Auf der linken Seite im Vordergrund sehen wir einen Baum, den ein Mann versucht zu erklimmen, um sich vor dem Wasser zu retten. Ganz unten links sitzt eine Mutter mit ihrem Kind. Sie versucht vergebens unter ihrem Tuch Schutz zu finden.

In der Mitte vorne ist eine Gruppe von vier Menschen, die hektisch gestikulieren und nach Hilfe suchen. Und auf der rechten Seite sieht man zwei Eichenbäume, auf die Männer klettern, um sich vor dem steigenden Wasser zu retten. Die Szene ist sehr dramatisch und voller Spannung.

Dieses Gemälde des niederländischen Künstlers Joachim Anthonisz Wtewael (1566 bis 1638) heißt "Die Sintflut". Es wurde um 1590/1600 gemalt und es handelt sich hierbei um Öl auf Leinwand. Derzeit hängt das Kunstwerk im Germanischen Nationalmuseum in Nürnberg. Das Gemälde beschreibt nicht die biblische, sondern die mythologische Sintflut nach Ovids Metamorphose.
Wtewael, Joachim Anthonisz. (1566-1638) im Germanischen Nationalmuseum in Nürnberg. Dauerausstellung Renaissance, Barock, Aufklärung. Öl auf Leinwand – um 1590/1600

Ikonographische Beschreibung des Gemäldes

Joachim Wtewaels Gemälde beschreibt nicht die biblische, sondern die mythologische Sintflut nach Ovids Metamorphosen: Rechts auf der Anhöhe bringen die Göttin Iris und der bärtige Aeolus Wasser und Wind. Die sündigen Menschen versuchen, sich vor den Fluten zu retten.

Durch die unnatürliche Farbpalette soll, laut Germanischem Nationalmuseum, das Gekünstelte im Bild betont werden. Diese im niederländischen Manierismus beliebte Darstellung diente Wtewael zur Erprobung extremer Posen. In Robustheit und Volumen zeigen die Aktdarstellungen den Einfluss Michelangelos

Als ich das Werk von Joachim Wtewael sah

Als ich im Germanischen Nationalmuseum in Nürnberg vor diesem Gemälde stand, fiel mir – neben all den Wahnsinns-Körpern – sofort ins Auge, wie individuell der Künstler die Komposition gestaltete. Ebendiese gepaart mit dem Schattenspiel, das sich bei Wtewael in der Muskulatur der Dargestellten widerspiegelt, sorgt meines Achtens für die nötige Portion Dramatik in dem Gemälde.
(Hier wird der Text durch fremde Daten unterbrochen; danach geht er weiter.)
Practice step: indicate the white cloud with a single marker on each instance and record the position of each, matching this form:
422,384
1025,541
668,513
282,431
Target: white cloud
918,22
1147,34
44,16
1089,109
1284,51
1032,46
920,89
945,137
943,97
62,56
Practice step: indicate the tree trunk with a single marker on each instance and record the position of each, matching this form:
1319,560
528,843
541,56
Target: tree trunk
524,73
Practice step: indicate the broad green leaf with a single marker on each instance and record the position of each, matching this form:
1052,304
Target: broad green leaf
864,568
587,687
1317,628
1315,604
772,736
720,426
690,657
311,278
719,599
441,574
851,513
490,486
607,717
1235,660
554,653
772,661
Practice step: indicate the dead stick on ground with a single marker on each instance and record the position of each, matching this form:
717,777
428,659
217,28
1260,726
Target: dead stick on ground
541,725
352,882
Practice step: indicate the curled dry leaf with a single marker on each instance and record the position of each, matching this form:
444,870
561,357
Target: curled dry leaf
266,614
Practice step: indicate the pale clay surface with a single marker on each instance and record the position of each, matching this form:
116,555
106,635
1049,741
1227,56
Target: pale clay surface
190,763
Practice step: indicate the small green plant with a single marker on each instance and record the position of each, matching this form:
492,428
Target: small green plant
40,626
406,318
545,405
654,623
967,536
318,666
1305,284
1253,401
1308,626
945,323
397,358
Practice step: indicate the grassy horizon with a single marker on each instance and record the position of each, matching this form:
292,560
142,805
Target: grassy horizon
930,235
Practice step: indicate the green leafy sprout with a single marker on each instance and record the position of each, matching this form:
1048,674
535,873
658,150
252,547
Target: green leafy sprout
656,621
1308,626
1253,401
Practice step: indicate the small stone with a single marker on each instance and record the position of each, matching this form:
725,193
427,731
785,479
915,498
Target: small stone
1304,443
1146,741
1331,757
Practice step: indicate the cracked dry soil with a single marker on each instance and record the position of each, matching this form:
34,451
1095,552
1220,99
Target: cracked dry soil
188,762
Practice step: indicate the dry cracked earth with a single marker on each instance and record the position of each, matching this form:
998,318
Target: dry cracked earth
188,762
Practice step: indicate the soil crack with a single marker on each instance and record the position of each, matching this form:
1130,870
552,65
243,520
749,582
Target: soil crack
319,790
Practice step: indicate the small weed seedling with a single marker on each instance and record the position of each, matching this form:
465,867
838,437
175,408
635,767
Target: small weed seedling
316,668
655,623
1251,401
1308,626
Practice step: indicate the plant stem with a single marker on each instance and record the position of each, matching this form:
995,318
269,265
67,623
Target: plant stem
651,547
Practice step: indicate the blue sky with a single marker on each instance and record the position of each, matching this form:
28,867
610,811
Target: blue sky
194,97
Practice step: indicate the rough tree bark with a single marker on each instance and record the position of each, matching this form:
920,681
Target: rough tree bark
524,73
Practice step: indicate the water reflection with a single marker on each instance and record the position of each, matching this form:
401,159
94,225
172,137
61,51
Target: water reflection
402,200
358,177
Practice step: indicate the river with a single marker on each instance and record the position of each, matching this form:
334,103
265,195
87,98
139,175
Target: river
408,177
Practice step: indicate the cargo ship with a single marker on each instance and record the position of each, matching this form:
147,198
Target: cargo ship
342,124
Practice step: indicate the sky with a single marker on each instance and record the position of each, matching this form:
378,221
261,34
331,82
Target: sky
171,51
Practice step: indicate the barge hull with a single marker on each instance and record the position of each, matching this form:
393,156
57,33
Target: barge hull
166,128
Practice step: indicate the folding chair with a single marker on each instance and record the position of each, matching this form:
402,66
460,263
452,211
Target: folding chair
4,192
Im Germanischen Nationalmuseum sah ich auch mehrere bedeutsame Werke von Lucas Cranach d.Ä.


*Fjord: Ein Fjord ist wie eine lange Bucht im Land. Er entsteht, wenn ein Gletscher vom Meer ins Land hineinwandert und ein tiefes Tal hinterlässt. In Norwegen und anderen Orten nennt man solche Meeresarme Fjorde.